There is a fishermen village with a basic homestay if you want to spend the night there. Just a few hours a day of electricity, perfect for a real break.
A short (30 minutes) but very scenic hike brings you up the small hills to the west side of the island, where a colorful pebble beach, a tiny islet, and a very small (two houses) fisherman community will enhance the sensation of magic.
There are two more islands in Antique province, the infamous but stunning Batbatan, and the remote Maniguin. Batbatan is known for its population kin to piracy acts, but you will be safe if going on a tour.

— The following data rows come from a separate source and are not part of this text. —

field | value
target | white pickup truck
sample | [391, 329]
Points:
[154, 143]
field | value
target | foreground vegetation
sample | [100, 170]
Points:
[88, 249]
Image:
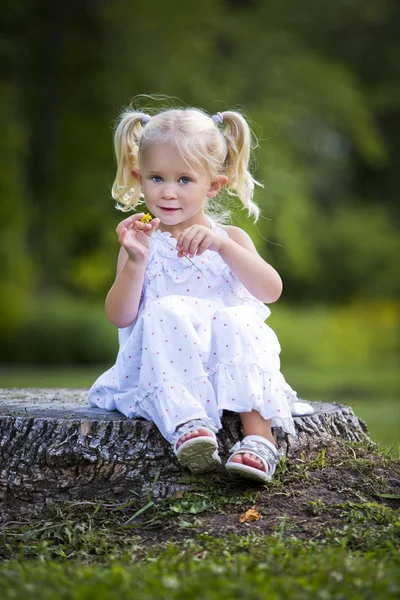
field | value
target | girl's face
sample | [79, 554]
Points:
[173, 190]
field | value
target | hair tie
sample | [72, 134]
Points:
[218, 118]
[145, 119]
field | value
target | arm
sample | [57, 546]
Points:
[122, 301]
[239, 253]
[257, 276]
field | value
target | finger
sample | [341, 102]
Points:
[182, 237]
[128, 223]
[139, 226]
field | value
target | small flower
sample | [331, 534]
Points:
[147, 218]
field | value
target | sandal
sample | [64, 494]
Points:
[260, 447]
[199, 454]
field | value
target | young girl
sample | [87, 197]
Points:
[189, 295]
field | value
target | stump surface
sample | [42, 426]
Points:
[55, 447]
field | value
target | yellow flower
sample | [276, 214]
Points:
[147, 218]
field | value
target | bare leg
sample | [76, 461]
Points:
[254, 424]
[194, 433]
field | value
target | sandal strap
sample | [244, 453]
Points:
[261, 447]
[191, 425]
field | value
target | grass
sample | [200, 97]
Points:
[342, 545]
[373, 393]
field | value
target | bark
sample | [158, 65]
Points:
[54, 447]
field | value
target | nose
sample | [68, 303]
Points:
[169, 192]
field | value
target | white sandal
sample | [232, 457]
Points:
[199, 454]
[260, 447]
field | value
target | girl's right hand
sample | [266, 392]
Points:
[135, 236]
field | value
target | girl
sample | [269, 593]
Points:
[189, 294]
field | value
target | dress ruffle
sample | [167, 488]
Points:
[198, 346]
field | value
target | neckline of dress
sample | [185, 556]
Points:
[168, 235]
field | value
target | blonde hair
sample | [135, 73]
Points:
[221, 150]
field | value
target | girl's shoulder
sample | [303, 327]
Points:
[239, 236]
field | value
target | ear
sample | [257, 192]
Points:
[136, 174]
[217, 185]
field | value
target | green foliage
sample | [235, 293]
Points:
[62, 329]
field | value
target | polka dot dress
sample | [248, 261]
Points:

Hiking in Tibiao, Antique – Batung Batu Falls
The same day we went also to the Bugtung Batu Falls, a series of seven waterfalls close to the barangay of Tuno (A barangay, often abbreviated to “Brgy.”, is the smallest administrative division in the Philippines, sort of a village) around 15km from Tibiao, along the Tibiao River. They might not be as popular as the Kawasan Falls but they are not less stunning.

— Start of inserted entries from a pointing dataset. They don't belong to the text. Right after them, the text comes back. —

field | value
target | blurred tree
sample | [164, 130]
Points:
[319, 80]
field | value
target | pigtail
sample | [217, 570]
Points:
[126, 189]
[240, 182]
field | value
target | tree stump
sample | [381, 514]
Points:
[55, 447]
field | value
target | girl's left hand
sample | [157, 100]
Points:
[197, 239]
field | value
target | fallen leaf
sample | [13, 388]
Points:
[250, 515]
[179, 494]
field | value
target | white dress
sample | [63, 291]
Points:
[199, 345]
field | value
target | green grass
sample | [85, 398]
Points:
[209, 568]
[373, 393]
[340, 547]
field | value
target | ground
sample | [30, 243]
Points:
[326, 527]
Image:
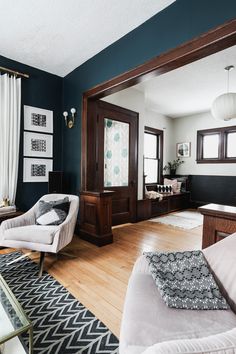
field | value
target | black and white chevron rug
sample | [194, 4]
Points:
[62, 325]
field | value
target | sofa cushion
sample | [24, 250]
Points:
[221, 258]
[185, 281]
[223, 343]
[147, 320]
[31, 233]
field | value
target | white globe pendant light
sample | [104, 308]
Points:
[224, 106]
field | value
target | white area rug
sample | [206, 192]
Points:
[184, 219]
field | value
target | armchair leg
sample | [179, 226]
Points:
[41, 261]
[19, 258]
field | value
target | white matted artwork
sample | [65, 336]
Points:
[36, 170]
[38, 145]
[183, 149]
[38, 119]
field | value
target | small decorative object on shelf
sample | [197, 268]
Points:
[5, 202]
[172, 166]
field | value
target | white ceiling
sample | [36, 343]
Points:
[59, 35]
[192, 88]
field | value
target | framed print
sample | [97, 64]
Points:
[38, 145]
[183, 149]
[36, 170]
[38, 119]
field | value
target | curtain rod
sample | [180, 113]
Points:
[17, 73]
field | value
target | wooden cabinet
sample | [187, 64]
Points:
[219, 221]
[149, 208]
[96, 217]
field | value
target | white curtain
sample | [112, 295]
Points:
[10, 108]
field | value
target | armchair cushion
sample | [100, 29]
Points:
[53, 212]
[32, 233]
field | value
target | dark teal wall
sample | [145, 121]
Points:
[180, 22]
[42, 90]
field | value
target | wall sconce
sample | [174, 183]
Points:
[70, 121]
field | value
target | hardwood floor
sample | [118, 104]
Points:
[98, 277]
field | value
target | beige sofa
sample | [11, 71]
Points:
[150, 327]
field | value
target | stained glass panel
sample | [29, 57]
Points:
[116, 153]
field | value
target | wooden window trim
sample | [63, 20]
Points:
[223, 132]
[158, 133]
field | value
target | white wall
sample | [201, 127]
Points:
[134, 100]
[185, 130]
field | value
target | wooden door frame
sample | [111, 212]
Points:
[215, 40]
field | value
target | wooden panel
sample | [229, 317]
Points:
[120, 205]
[159, 207]
[96, 217]
[90, 212]
[143, 209]
[213, 189]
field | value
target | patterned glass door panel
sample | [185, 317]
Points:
[116, 153]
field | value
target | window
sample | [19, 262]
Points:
[216, 145]
[153, 139]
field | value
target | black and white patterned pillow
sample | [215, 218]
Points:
[53, 212]
[184, 280]
[161, 188]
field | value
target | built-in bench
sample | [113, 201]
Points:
[149, 208]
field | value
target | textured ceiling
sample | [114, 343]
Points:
[59, 35]
[192, 88]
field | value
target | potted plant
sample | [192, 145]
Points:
[172, 166]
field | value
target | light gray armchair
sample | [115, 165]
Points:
[22, 231]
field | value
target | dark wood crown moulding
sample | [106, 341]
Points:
[215, 40]
[197, 48]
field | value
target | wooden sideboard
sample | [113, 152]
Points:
[219, 221]
[149, 208]
[96, 217]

In Tuno you will pay a small fee of 100P and be asked to hire a local guide, not really needed but it’s cheap and the guides are people of the village, so you will support the local community.
Of the seven waterfalls, you can visit only three but those are beautiful and have nice natural pools to bathe in.
To get to the third waterfall you must climb a rope on a slippery rocky surface, adventurous but really worth it. The hike itself is a short but beautiful walk through lush rice terraces.
Going further is apparently impossible on a day trip, you must set an overnight expedition, again Alex from Kasa Raja can help you with that.
More things to do in Panay
Some more attraction in this area are:
- the Kawa hot baths. Huge pans where water and leaves are put, then the water is heated by a wood fire and you can bath in like you are being cooked by some cannibals.
- Kayaking down the Tibiao River. That cannot be done during the dry season
- the 1km long (two ways) zip line. For 300P you can fly, harnessed to a cable, over the river, and the rice terraces.
Bicycle touring Panay northwest
The remaining 93km is just nice until you hit the Northwest Panay Peninsula Natural Park, apparently a special permit is needed to visit the park but just riding along it offers some of the best views on the island. Going towards Caticlan there’s one last climb, also with great views, and some very nice beaches along the road.
In Caticlan there is a wide range of accommodation and the big harbor, from where you could reach many destinations, yes, even Boracay… but once you’ll be there and see the crowd of families and groups all going there… maybe you will reconsider.
Our plan was to go from here to Mindoro, but the island was still under a strong typhoon, so we took a 12h RoRo ferry to Manila, very funny, especially when all the crew began to dance(?). It’s more fun in the Philippines.